An overwhelming focus on the operational and tactical stages—where strategic objectives are translated into targeting-related tasks and actions—is limiting, given that there are various challenges related to human-machine interaction that are happening at other points of the targeting process. Developments related to AI-based decision-support systems in warfare illustrate many of these challenges.

While the use of AI DSS officially involves humans in targeting decision-making, there are questions as to how the interaction between humans and networks of potentially multiple AI DSS affects the role of humans in warfare. Many AI DSS are typically employed in tasks such as processing intelligence or analysing data that inform operational and tactical planning directly or indirectly, but happen at other stages. Cognitive biases, trust-related issues, or the broader societal contexts including targeting doctrines and rules of engagement, among other aspects, need to be considered throughout the targeting cycle.

Moreover, such issues are relevant across the lifecycle of AI systems, calling for a lifecycle perspective to examine dynamics of human-machine interaction beyond the stages of operational-level command and control and tactical employment. As Lena Trabucco writes, many people are involved in the research, design, development, testing, evaluation, operation, and review of AI and autonomous systems in the military, therefore a lifecycle perspective “will better capture the various roles involved in that process”.

Second, MHC often appears to presuppose some hierarchical, unidirectional relationship where humans have control over technologies, and that this control must be maintained via various measures. This appears to be based on what Berenice Boutin and Taylor Woodcock call a sort of “binary dichotomy between the autonomy of a system and the control of the human operator, failing to recognize that human-machine relationships and military processes are complex, distributed, intermediated and multidimensional” (p. 187).

Given that human-machine interactions represent complex dynamics, it is important to consider this relationship as a socio-technical system where there is distributed agency between both sides, rather than a hierarchy where one side dominates the other. As Merel Ekelhof points out, a more appropriate lens would be “one that recognizes the distributed nature of control in military decision-making” (emphasis added).

Towards Human Agency

The term ‘agency’ allows adopting a more comprehensive perspective on human-machine interaction in the military domain, for example by allowing us to look at various levels of decision-making: both the micro/individuals levels (the human users, operators, commanders) and the macro/organisational levels where important changes in relation to agency might also be happening.
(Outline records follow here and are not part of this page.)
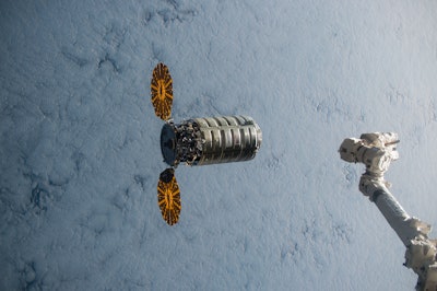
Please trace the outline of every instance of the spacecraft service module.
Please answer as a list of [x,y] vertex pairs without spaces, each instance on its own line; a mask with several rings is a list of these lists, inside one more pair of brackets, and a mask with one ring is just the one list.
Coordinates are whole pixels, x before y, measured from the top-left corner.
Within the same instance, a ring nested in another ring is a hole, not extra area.
[[153,70],[151,100],[155,114],[165,121],[161,131],[161,152],[169,166],[160,175],[157,202],[163,219],[178,222],[181,203],[175,168],[180,164],[209,165],[249,161],[257,154],[262,132],[249,116],[191,118],[176,124],[172,119],[173,80],[167,66]]

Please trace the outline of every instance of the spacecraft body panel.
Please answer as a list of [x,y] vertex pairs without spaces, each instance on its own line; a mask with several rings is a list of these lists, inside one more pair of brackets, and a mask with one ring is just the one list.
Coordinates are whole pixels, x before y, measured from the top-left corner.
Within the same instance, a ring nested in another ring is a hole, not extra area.
[[255,158],[261,142],[260,127],[251,117],[241,115],[166,124],[161,132],[163,158],[172,166],[248,161]]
As Ingvild Bode writes, “The concept of human agency encompasses a broader and more thorough understanding of what decision making and the ability to act entails, rather than solely focusing on the degree of — seemingly unilateral —  control exerted by individual humans”. Human agency also matches current trends in AI development which focus on so-called ‘teaming’ between humans and AI systems, where both work together, rather than one controlling the other.

Focusing on the concept of human agency allows us to comprehensively examine the implications of uses of AI systems altering some human activities, which in turn affects the exercise of human judgement and deliberation in warfare. As Peter Layton highlights, human-machine interaction in warfare “involves a shared cognition or at least a process of distributed, collective thinking” between human and machine agents, which also means “collective thinking about military problems by two entities whose cognition is fundamentally different”.

Potential offloading or sharing of some cognitive tasks to machines, however, involves multi-faceted (legal, ethical, strategic, security, and other) implications which deserve to be debated further. Therefore, it is crucial to investigate these dynamics of distributed agency and the potential governance demands associated with them—which is one of the core objectives of the HuMach project.